Progressive Muslim and Jewish advocates are cautiously hopeful about a new political landscape. Maggie Siddiqi, a Muslim who is the senior director of the Faith and Progressive Policy Initiative at the Center for American Progress in Washington, sees it as "only natural" that the Biden administration and Congress will be receptive to their concerns.

Artists and community members in Minneapolis help erect a new fist statue Jan. 18, 2021, to replace the old one in the square where George Floyd, a Black man, died after a white police officer knelt on his neck for nearly nine minutes. (CNS/Reuters/Ben Ho

Artists and community members in Minneapolis help erect a new fist statue Jan. 18, 2021, to replace the old one in the square where George Floyd, a Black man, died after a white police officer knelt on his neck for nearly nine minutes. (CNS/Reuters/Ben Hovland)
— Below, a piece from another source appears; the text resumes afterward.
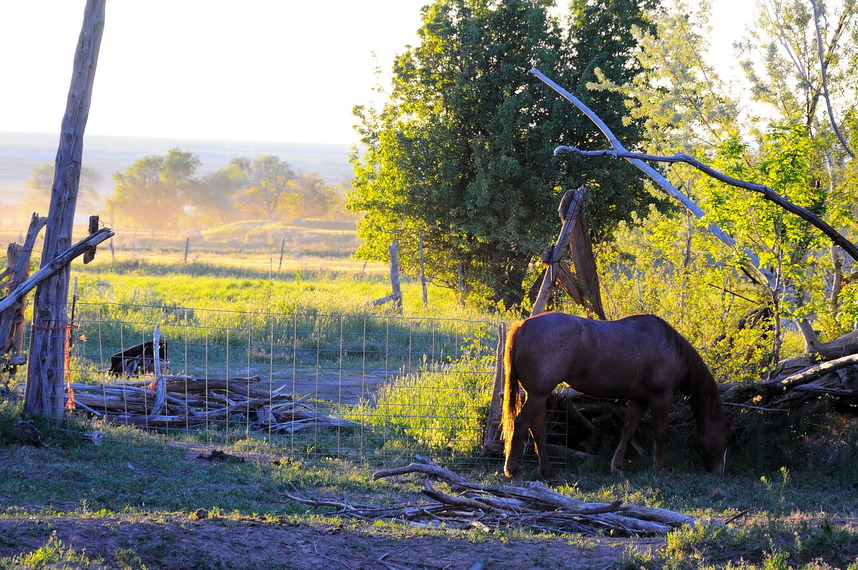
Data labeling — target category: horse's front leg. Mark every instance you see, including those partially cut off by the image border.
[611,400,646,475]
[649,391,673,471]
[504,395,546,479]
"President Biden was very vocal about his faith values throughout his presidential campaign and led a faith outreach strategy that readily engaged with diverse religious communities in a number of ways, so I think we can expect to see a Biden administration that is similarly interested in hearing from and working with diverse religious communities," Siddiqi said.

A few days after the election, the Center for American Progress released a set of recommendations for the Biden administration on engaging with religious communities. Among other ideas, the report urged Biden to reclaim the issue of religious liberty from the right, and to work with Francis to organize a global meeting of religious leaders to discuss climate change and refugee issues.

Rabbi Jason Kimelman-Block, the Washington director of Bend the Arc, a progressive Jewish advocacy network, said the religious left is now in a position to act more proactively after four years of being on the defensive against Trump administration policies. He is enthusiastic about Biden's appointments, especially Alejandro Mayorkas, the first Latino and the first person who has been a refugee to lead the Department of Homeland Security. Mayorkas' mother fled the Holocaust, and the new secretary has served on the board of the Hebrew Immigrant Aid Society.

But Kimelman-Block cautioned that white supremacist violence remains a clear danger, especially for Jews, Muslims and other minority groups. "So many of those vulnerable communities are religious communities or congregate in religious spaces," he said. "So there is an ongoing need to remain vigilant and protect them from an emboldened right-wing movement."

Along with taking advantage of the new political winds in Washington, Sullivan, the veteran chronicler of progressive religion, observes that if the religious left is going to remain a potent force into the future a major chasm must be filled.

"We need more funders who see progressive religious advocacy as valuable and worth funding," she said. "There needs to be investors who have long-term patience instead of wanting to see results in congressional cycles. It took the religious right decades. We're not going to do this overnight."

[John Gehring is Catholic program director at Faith in Public Life and author of The Francis Effect: A Radical Pope's Challenge to the American Catholic Church.]